Upon graduation, I accepted my first academic job. It paid very little, but we had health insurance, and I was on the tenure track. I worked there for four years, teaching mostly lower-level Spanish classes, a few literature classes, and just one Portuguese class I cobbled together for two native Spanish speakers. I felt settled and was not looking for a change. Then emails arrived from two different friends working at BYU. They had both sent me the same job description for a Portuguese position. It seemed odd, but I supposed they were simply informing me of the workings of my “home” department. Three days before the applications for that opening were due, another friend from the department called me and asked me to apply as a personal favor to him. I agreed, assuming they just needed to expand the candidate pool. Applying to a Portuguese position just did not make sense. I was a Spanish professor.
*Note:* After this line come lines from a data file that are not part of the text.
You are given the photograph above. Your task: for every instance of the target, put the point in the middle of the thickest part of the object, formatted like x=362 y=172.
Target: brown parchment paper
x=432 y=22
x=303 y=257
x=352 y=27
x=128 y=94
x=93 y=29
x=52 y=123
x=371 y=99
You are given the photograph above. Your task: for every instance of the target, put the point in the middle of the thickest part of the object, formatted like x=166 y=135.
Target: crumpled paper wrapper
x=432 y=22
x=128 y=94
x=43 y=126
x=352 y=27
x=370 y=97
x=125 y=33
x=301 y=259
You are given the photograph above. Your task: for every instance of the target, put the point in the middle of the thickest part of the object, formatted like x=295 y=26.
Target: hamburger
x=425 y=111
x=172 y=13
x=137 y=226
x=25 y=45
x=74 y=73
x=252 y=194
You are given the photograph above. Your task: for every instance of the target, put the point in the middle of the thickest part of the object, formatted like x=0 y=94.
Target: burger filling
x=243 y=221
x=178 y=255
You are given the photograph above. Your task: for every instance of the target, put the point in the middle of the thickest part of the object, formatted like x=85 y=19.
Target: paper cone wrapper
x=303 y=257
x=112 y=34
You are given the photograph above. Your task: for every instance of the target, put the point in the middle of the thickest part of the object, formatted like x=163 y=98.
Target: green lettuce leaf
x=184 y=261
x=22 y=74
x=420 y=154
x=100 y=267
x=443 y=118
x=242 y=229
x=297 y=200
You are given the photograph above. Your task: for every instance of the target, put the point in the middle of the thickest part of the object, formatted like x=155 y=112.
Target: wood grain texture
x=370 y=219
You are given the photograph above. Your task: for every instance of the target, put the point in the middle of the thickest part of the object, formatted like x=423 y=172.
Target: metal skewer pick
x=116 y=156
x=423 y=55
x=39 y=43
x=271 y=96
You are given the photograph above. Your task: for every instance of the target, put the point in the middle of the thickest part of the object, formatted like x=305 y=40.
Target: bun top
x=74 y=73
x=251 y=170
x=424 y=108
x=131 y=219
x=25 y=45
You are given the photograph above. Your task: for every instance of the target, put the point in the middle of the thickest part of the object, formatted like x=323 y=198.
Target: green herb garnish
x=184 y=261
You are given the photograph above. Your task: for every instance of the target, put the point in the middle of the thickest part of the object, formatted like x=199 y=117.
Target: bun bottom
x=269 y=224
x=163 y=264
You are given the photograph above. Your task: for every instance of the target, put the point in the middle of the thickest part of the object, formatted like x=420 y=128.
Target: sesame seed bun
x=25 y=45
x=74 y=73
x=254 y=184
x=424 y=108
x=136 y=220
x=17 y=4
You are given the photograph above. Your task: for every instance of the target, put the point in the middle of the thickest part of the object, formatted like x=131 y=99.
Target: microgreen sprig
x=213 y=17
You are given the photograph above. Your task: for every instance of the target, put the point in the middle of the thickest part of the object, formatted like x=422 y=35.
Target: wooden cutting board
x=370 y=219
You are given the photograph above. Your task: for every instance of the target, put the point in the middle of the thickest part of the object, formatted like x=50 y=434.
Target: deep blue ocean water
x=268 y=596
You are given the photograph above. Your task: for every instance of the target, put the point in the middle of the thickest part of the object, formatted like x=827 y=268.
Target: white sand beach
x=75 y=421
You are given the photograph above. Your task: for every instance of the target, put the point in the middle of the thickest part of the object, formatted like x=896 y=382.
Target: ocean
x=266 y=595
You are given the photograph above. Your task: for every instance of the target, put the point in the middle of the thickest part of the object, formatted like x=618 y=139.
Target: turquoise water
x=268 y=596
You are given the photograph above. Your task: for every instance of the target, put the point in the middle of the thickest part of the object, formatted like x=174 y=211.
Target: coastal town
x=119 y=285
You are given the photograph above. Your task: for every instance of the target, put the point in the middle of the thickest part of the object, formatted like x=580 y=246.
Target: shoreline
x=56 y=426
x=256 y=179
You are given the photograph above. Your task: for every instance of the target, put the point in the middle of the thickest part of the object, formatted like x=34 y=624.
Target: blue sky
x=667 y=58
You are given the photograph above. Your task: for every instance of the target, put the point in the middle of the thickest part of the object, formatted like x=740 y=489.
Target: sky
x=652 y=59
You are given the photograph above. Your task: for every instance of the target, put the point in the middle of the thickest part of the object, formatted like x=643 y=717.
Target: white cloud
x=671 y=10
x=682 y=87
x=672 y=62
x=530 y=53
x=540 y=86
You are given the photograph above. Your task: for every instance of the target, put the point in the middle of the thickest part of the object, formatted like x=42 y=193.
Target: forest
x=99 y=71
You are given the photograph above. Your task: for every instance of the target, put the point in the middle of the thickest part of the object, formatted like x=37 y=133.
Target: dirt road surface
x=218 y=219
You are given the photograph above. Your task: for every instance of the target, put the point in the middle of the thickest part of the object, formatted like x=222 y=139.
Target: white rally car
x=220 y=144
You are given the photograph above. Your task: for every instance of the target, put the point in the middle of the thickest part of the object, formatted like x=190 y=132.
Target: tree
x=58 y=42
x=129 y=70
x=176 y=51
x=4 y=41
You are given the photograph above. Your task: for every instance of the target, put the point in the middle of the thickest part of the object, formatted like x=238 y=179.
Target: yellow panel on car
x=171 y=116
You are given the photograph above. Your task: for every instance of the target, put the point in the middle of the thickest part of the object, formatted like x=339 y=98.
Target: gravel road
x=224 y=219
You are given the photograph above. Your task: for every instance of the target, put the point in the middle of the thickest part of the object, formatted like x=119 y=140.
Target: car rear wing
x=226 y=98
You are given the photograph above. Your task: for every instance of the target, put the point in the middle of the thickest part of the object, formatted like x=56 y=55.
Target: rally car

I scrambled to get letters of recommendation sent, polish my CV, and write a convincing letter of intent. To my great surprise, the hiring committee contacted me and, after our initial conversation, invited me to campus for a formal interview. I thought I would enjoy a trip to Utah to see my former professors and did my best to prepare and perform well, but never thought the department would consider me for the job. I was shocked when the offer came in but accepted immediately. As it turns out, and unbeknownst to me at the time, this is my dream job.
As I look back on these changes, transitions, and decisions, I see a chain of events that provided me with opportunities and experiences I could never have imagined. I see so clearly how each is connected and I sometimes marvel at my resistance to these pivotal moments. Our mentors, friends, parents, professors, and especially our Heavenly Parents can see so much more clearly than we can with our limited, myopic vision of who we are and what we can achieve. Listen to those voices. Take the chances. Embrace the changes and lean in to the transitions. Make decisions that feel right but may not be sensible. Go on the study abroad. Audition for the play. Learn the language. Travel to that faraway land. Apply for that job. And whatever you do, do not give up Portugal for cotillion.